Remember the Bank of Maharashtra case, where fraudsters siphoned off Rs25 crore from the lender, using a bug in its UPI app? For such kind of misuse, too, NPCI says the payer is responsible. It states, “The Payer is solely responsible for the accuracy and authenticity of the payment instructions issued via BHIM App. Once a payment instruction is issued, the same cannot be subsequently revoked by the Payer. NPCI accepts no liability for any consequences arising from erroneous information provided by Payer in payment instructions.”
Now, let us see what happened in the Bank of Maharashtra case (Read: UPI bug costs Bank of Maharashtra about Rs25 crore). P Hota, Managing Director and Chief Executive of NPCI, told the Economic Times that the Pune-based bank had procured an UPI solution from a vendor (reported to be city-based InfrasoftTech), which had a bug that resulted in the fund moving out of the accounts without the sender’s account having the necessary funds.
As per the procedure, when the UPI app receives such a request, it sends a query to the other party (customer) and, after obtaining acceptance, it checks fund availability in the UPI-linked bank account. However, the UPI app used by Bank of Maharashtra sent two messages to NPCI, one as ‘success’ and other as ‘error:insufficient funds’. In these fraudulent transactions, NPCI only read the first message and cleared the payment.
This is an interesting situation because the money was taken from accounts which did not have necessary funds. So, who will bear the loss? As per NPCI’s T&C, it cannot be the company or the bank, but the user. However, in this case, the user was not even aware about this fund transfer. In addition, NPCI is not under any obligation to keep a record of instructions, making the job of the investigation agencies difficult.
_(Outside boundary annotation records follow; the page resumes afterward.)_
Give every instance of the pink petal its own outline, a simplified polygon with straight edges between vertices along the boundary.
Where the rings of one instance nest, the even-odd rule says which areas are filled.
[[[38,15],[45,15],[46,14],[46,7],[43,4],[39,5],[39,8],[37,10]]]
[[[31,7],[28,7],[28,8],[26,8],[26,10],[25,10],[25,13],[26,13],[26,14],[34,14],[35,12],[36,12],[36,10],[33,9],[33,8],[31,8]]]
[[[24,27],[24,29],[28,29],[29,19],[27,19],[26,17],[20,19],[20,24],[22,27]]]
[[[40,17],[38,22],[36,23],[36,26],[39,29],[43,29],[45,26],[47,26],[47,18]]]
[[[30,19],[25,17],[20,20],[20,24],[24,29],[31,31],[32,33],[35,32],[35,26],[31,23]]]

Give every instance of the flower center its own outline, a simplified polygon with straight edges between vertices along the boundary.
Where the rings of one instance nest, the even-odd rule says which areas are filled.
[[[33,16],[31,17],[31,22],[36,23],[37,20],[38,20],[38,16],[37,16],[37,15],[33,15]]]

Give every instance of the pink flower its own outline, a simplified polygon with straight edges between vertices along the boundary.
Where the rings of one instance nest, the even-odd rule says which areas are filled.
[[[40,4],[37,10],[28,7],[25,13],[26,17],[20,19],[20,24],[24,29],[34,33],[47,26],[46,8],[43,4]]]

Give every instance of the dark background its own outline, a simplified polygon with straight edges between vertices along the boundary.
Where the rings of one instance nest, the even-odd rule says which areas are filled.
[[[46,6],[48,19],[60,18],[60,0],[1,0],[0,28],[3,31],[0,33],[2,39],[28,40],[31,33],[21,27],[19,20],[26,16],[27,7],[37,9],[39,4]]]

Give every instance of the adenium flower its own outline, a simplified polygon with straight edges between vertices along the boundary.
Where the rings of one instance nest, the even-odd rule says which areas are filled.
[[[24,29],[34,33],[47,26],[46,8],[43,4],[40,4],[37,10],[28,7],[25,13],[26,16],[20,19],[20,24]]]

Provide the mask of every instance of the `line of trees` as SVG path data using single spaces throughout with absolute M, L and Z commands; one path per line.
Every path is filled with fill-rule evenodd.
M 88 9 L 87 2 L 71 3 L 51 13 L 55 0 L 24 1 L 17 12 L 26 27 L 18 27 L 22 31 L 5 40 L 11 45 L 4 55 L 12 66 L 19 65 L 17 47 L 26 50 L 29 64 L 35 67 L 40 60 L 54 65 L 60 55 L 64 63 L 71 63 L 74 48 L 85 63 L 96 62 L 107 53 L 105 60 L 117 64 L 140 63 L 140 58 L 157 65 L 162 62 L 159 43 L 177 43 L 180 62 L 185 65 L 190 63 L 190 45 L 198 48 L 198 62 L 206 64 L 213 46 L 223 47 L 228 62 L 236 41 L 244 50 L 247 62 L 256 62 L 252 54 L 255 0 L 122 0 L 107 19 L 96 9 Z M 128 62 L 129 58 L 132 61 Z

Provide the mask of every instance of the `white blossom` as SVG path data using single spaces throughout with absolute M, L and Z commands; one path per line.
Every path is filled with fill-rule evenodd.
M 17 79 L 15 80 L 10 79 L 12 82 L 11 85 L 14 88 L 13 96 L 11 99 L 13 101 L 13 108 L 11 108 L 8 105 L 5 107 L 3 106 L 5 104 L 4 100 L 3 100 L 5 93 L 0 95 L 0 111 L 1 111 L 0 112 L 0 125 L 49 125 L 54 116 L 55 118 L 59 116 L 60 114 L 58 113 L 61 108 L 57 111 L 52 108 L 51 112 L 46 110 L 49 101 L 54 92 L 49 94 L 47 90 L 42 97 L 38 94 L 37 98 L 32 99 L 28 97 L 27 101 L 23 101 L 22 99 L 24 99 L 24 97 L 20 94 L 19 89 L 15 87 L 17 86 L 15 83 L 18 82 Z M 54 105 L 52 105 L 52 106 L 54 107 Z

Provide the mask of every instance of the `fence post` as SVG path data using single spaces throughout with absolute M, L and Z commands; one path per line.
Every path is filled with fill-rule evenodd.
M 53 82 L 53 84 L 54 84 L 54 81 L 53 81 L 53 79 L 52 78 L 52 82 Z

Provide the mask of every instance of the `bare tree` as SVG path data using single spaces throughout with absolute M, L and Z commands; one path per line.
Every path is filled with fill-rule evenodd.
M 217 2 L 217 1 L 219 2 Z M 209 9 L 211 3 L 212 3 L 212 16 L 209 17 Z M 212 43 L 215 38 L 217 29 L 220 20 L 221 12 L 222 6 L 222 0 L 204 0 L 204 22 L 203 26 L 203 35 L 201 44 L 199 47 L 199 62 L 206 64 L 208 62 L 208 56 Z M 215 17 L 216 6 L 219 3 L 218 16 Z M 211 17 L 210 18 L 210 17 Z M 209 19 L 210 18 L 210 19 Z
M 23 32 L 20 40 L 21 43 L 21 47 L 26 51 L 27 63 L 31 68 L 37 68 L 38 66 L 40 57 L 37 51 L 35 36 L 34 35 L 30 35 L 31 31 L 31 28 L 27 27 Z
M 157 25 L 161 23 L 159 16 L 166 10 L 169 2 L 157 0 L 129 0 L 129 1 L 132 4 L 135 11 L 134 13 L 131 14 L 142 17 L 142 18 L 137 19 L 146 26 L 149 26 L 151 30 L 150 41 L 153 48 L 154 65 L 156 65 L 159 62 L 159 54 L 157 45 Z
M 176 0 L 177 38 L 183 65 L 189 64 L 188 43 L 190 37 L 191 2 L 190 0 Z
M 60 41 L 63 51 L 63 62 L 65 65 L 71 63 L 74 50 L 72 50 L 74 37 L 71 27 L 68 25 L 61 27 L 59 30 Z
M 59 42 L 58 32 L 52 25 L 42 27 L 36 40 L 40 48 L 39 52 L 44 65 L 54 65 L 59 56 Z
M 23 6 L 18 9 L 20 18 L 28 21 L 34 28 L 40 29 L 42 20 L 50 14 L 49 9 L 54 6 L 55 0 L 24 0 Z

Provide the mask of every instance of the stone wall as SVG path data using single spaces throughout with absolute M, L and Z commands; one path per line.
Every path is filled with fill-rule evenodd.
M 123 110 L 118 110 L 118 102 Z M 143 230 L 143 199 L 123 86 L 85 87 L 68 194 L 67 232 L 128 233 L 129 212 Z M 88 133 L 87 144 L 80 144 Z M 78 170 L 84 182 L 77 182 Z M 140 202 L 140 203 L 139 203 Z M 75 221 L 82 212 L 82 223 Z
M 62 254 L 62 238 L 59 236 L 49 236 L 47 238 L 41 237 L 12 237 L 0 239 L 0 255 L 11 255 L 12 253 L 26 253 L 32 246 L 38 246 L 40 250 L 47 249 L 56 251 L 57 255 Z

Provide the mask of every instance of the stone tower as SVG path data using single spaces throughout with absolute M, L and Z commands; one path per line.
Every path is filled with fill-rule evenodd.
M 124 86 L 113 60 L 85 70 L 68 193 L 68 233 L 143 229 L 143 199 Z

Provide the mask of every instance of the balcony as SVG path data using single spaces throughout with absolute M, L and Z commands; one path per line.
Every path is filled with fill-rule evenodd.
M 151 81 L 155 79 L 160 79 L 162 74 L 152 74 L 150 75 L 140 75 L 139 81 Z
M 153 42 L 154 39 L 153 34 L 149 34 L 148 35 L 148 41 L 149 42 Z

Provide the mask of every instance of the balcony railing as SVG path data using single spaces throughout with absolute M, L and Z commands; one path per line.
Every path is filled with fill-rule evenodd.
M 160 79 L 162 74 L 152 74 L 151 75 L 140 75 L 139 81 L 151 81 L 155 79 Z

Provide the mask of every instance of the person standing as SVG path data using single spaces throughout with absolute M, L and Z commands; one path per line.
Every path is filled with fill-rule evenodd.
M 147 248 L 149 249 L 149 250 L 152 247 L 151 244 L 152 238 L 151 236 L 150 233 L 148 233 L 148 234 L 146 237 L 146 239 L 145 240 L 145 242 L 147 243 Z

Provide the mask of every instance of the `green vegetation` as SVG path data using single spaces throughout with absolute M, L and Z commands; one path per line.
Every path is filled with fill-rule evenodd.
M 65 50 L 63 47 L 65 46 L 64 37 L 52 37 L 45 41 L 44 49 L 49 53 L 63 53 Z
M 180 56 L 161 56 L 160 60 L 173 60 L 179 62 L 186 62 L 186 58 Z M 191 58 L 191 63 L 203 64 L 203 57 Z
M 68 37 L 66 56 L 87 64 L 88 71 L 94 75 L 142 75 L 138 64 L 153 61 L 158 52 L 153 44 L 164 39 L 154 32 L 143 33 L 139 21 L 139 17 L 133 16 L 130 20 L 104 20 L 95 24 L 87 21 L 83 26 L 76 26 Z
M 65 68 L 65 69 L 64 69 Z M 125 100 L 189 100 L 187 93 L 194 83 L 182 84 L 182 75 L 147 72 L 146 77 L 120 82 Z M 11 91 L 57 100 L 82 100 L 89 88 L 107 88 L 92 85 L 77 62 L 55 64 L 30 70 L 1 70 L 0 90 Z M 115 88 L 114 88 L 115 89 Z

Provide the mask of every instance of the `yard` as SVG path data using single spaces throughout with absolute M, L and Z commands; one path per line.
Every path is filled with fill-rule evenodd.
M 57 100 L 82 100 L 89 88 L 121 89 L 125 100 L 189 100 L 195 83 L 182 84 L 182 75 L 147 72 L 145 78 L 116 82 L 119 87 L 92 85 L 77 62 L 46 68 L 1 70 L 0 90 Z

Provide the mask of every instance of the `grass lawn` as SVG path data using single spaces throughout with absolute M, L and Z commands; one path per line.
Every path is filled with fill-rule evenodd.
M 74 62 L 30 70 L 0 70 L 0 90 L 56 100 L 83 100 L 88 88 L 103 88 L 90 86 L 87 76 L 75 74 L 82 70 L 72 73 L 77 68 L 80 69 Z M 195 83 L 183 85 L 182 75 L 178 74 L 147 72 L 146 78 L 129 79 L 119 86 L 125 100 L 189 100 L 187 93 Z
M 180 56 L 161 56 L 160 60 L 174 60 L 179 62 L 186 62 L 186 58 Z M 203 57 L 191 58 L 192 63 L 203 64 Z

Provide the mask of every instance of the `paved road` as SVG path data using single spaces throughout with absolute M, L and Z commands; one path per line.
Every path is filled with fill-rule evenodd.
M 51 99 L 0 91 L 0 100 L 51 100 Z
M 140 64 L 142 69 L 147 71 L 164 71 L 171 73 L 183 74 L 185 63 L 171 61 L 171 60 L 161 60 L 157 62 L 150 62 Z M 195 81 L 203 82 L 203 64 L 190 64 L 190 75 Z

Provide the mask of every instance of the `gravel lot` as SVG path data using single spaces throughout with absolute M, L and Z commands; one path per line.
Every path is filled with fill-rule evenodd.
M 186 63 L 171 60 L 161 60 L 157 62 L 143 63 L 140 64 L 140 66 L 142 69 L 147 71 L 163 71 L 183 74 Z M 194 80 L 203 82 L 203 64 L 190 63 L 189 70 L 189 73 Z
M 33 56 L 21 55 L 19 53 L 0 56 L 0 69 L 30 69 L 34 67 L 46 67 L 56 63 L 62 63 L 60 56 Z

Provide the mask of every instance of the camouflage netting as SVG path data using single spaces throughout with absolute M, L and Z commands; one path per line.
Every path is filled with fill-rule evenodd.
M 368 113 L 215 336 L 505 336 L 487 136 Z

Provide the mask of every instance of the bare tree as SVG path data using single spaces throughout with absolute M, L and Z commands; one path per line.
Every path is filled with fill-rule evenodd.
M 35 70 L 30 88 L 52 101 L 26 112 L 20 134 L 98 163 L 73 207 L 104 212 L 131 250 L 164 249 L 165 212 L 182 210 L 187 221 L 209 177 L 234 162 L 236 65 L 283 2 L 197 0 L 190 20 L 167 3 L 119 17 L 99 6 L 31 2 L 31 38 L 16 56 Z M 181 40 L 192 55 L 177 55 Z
In its T&C documents, NPCI states that it has no liability or obligation to keep a record of the instructions to provide information to the user or for verifying the instructions. “All instructions, requests, directives, orders, directions, carried out by the User via BHIM App, are based upon the User’s decisions and are the sole responsibility of the User,” it says.
After making claims that over one crore users have downloaded the BHIM app from Google Play Store, the government is now trying to boost its actual use. The government has come out with a customer referral scheme, which promises to pay Rs10 per reference to the referrer and Rs25 for the new user for downloading and transacting from BHIM app. But this will happen only on completion of three unique transactions of Rs50 in total to any three unique customers or merchants.